問題の記事例1.ソフトバンク、超大型補強も…常勝軍団の復活が“前途多難”と言えるこれだけの理由

 さて、今季最後の最後で優勝を逃したホークスは今オフ大型補強を決行した。海外FAにて千賀滉大の流出があったものの、FAで日本ハムから近藤健介、横浜DeNAから嶺井博希を獲得。また、新外国人としてホーキンス及びアストゥディーヨを獲得し、元阪神のガンケルも向かい入れた。さらには元ロッテのオスナ獲得も確実視されており、早くも来季の優勝候補筆頭であるとも言われている。そんな今のホークスを受けて出されたのが以下の西尾氏の記事である。 

ソフトバンク、超大型補強も…常勝軍団の復活が“前途多難”と言えるこれだけの理由

https://news.yahoo.co.jp/articles/332b810e039c95b8c4ac4bffea7561c6384d16a3?page=2

 長文となるので全文の記載は控えるが要約すると以下の3点から優勝候補筆頭とは言えないというものである。
•近年の大型補強が上手くいっていない。
•野手の世代交代か上手くいっていない。
•育成枠選手に関する懸念。

 実を言えば私もホークスは優勝候補ではあるが、優勝候補筆頭とは思っていない。しかし、かの記事の内容はあまりにもツッコミどころ満載である。

近年の大型補強が上手くいってない 

記事内では大型補強補強が上手くいっていない例として



大きな懸念点の一つが近年の大型補強がことごとく成功していないという点である。  ここ数年、バレンティンやムーア、チャトウッド、ガルビスら、日本の他球団やメジャーで実績のある選手を立て続けに獲得しているが、期待通りの活躍を見せた選手は“皆無”と言ってよい状況である。

としている。
まず一つ目のツッコミどころとして当然ながらムーアの補強は大成功である。
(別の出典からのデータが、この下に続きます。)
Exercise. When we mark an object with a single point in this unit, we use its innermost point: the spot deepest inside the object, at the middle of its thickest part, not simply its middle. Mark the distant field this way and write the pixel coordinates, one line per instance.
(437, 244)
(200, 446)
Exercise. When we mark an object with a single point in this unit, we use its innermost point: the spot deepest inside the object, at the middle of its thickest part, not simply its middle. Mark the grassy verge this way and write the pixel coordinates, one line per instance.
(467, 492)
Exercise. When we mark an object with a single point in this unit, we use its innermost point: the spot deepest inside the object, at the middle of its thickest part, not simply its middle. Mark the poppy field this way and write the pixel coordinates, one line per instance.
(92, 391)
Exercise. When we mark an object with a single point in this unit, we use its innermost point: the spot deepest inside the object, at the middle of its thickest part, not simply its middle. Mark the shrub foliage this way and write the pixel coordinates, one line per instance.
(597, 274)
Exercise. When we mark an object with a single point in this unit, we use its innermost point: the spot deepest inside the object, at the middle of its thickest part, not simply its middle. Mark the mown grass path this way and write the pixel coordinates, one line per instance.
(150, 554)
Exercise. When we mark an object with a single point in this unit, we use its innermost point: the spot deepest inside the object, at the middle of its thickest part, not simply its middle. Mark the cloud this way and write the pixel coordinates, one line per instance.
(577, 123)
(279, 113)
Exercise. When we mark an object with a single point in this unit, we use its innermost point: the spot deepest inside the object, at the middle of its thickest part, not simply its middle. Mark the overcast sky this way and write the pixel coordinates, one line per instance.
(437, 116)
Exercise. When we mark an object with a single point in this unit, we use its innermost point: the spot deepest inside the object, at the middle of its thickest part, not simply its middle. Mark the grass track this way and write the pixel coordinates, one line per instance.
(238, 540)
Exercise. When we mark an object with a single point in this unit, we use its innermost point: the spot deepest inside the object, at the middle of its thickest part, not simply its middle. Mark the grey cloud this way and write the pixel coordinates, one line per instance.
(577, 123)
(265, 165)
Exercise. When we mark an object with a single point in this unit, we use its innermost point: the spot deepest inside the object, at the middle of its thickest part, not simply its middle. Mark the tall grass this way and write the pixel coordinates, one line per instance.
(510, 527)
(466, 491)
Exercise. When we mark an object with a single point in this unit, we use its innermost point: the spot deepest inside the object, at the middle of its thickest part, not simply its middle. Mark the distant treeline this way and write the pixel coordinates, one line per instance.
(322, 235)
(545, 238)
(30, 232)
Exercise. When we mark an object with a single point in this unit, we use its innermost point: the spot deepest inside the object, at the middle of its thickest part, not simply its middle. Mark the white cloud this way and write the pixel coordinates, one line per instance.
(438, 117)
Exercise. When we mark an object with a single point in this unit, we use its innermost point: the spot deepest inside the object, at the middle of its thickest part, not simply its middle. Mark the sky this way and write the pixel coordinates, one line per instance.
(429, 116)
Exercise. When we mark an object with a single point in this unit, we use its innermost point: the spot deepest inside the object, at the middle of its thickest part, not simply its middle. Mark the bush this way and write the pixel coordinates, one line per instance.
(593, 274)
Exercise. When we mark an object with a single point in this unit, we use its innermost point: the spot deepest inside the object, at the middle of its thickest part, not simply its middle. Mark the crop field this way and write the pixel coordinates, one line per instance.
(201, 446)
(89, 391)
怪我でで遅れたことやコロナによる短縮シーズン故に日程がタイトであったためシーズンでの投球回は78回に終わったものの6勝3敗防御率2.65という成績を残している。何より残留させようとしたホークスを上回る条件でメジャー復帰を果たしたのが成功の何よりの証だろう。
 二つ目のツッコミどころとしてはそもそも例に挙げた彼ら以外の成功例を無視しているという点である。具体的にいえば2017のデスパイネや2021のマルティネスである。西尾氏の記憶には成功した選手は残らないのだろうか。
 三つ目に最大のツッコミどころだが、そもそも大型補強で一括りにするのがおかしいという点である。今回の補強のメインと言えるであろうと近藤とオスナはそれぞれ来季30歳と28歳の国内野球経験者である。それを国内野球未経験であったガルビスやチャトウッド、当時すでに36歳のバレンティンと大型補強という点だけで同じ扱いするのは無理があるだろう。

野手の世代交代交代が上手くいっていない

 まずホークスファンなら理解しているだろうが今季のホークスは野手の世代交代がかなり進んだといっていいだろう。新鋭筆頭である栗原を欠きながらチーム打率、チーム得点はリーグトップであった。
 また近年メジャーでは最重要視されていると言っていい指標である「WAR」では村上や塩見擁するヤクルトを凌ぎ12球団1位である。
 では、西尾典文氏は何をもって野手の世代交代が上手くいってないとしたのだろうか。

それ以上に気がかりなのが一向に進まない野手の世代交代だ。今季、100試合以上に出場した野手は7人いるが、そのうち5人が30歳以上となっている。  過去5年間で、初めて規定打席に到達した選手は栗原陵矢のみ。その栗原もプレー中の怪我で長期離脱となり、まだ復帰の見通しは立っていない。それ以外の若手で、レギュラー獲得の兆しがあるのは三森大貴と柳町達くらいしかおらず、柳町は、同じ外野手である近藤のFA移籍で、来季は苦しい立場となることが予想される。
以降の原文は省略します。